They can handle a number of formats, including tables with delimiter rows composed of “-”, “=”, “+”, and whitespace.
Read str
results back into a data frame
If all you have is the results of calling str
on a data frame, read.str
will read as many complete rows as possible into a new data frame of the same
class as the original:
warp_lines <- capture.output(str(warpbreaks))
warp_lines
#> [1] "'data.frame':\t54 obs. of 3 variables:"
#> [2] " $ breaks : num 26 30 54 25 70 52 51 26 67 18 ..."
#> [3] " $ wool : Factor w/ 2 levels \"A\",\"B\": 1 1 1 1 1 1 1 1 1 1 ..."

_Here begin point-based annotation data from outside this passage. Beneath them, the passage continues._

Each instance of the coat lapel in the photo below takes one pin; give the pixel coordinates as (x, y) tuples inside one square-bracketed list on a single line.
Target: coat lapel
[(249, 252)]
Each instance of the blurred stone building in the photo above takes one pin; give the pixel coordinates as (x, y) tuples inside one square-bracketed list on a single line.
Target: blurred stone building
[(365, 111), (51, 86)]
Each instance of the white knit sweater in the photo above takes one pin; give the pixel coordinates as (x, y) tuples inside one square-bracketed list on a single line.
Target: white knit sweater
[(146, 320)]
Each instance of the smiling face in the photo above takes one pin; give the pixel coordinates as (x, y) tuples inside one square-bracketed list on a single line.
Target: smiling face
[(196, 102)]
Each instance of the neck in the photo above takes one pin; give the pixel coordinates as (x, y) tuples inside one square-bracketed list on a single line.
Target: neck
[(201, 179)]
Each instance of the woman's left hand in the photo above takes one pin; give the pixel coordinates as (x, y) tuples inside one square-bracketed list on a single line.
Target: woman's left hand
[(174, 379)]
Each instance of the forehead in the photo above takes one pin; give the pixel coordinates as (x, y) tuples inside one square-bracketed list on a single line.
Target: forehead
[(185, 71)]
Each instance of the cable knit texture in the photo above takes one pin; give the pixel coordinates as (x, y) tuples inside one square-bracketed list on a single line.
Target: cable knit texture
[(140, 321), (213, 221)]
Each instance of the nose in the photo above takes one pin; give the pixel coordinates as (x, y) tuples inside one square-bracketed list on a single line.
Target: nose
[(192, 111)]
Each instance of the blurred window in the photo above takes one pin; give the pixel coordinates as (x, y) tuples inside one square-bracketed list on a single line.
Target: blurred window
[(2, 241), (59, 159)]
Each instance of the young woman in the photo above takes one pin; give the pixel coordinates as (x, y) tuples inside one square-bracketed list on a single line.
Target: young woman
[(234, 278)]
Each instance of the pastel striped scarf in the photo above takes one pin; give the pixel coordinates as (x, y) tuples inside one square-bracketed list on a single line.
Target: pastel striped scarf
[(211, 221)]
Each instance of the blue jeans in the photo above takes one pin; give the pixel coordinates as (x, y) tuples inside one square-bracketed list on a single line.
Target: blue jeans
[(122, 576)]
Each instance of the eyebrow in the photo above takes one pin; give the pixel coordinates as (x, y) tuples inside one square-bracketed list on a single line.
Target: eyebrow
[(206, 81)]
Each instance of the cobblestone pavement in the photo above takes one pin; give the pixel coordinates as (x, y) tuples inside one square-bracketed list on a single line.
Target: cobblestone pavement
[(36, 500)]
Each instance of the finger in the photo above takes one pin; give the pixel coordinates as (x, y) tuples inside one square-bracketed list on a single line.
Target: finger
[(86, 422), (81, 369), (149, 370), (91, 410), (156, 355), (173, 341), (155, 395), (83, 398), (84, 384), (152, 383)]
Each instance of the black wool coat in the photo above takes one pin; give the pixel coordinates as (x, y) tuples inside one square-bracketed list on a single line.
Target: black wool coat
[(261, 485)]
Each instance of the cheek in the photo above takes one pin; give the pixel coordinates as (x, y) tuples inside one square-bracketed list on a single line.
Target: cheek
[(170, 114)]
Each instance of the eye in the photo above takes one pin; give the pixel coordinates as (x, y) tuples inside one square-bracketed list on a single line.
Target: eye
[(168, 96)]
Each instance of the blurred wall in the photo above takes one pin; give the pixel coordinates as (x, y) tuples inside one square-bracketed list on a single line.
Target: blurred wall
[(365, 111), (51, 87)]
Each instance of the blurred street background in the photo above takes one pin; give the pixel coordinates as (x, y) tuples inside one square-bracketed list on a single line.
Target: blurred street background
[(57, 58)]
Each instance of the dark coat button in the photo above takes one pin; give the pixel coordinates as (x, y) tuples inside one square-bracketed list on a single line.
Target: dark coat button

#> [4] " $ tension: Factor w/ 3 levels \"L\",\"M\",\"H\": 1 1 1 1 1 1 1 1 1 2 ..."
read.str(warp_lines)
#> breaks wool tension
#> 1 26 A L
#> 2 30 A L
#> 3 54 A L
#> 4 25 A L
#> 5 70 A L
#> 6 52 A L
#> 7 51 A L
#> 8 26 A L
#> 9 67 A L
#> 10 18 A M
Read tibble::glimpse
results back into a data frame
Similarly, if the data was printed by tibble::glimpse
, try read.glimpse
or read_glimpse
:
states <- data.frame(state.name, state.abb, state.region, state.division,
state.area, center = state.center, state.x77)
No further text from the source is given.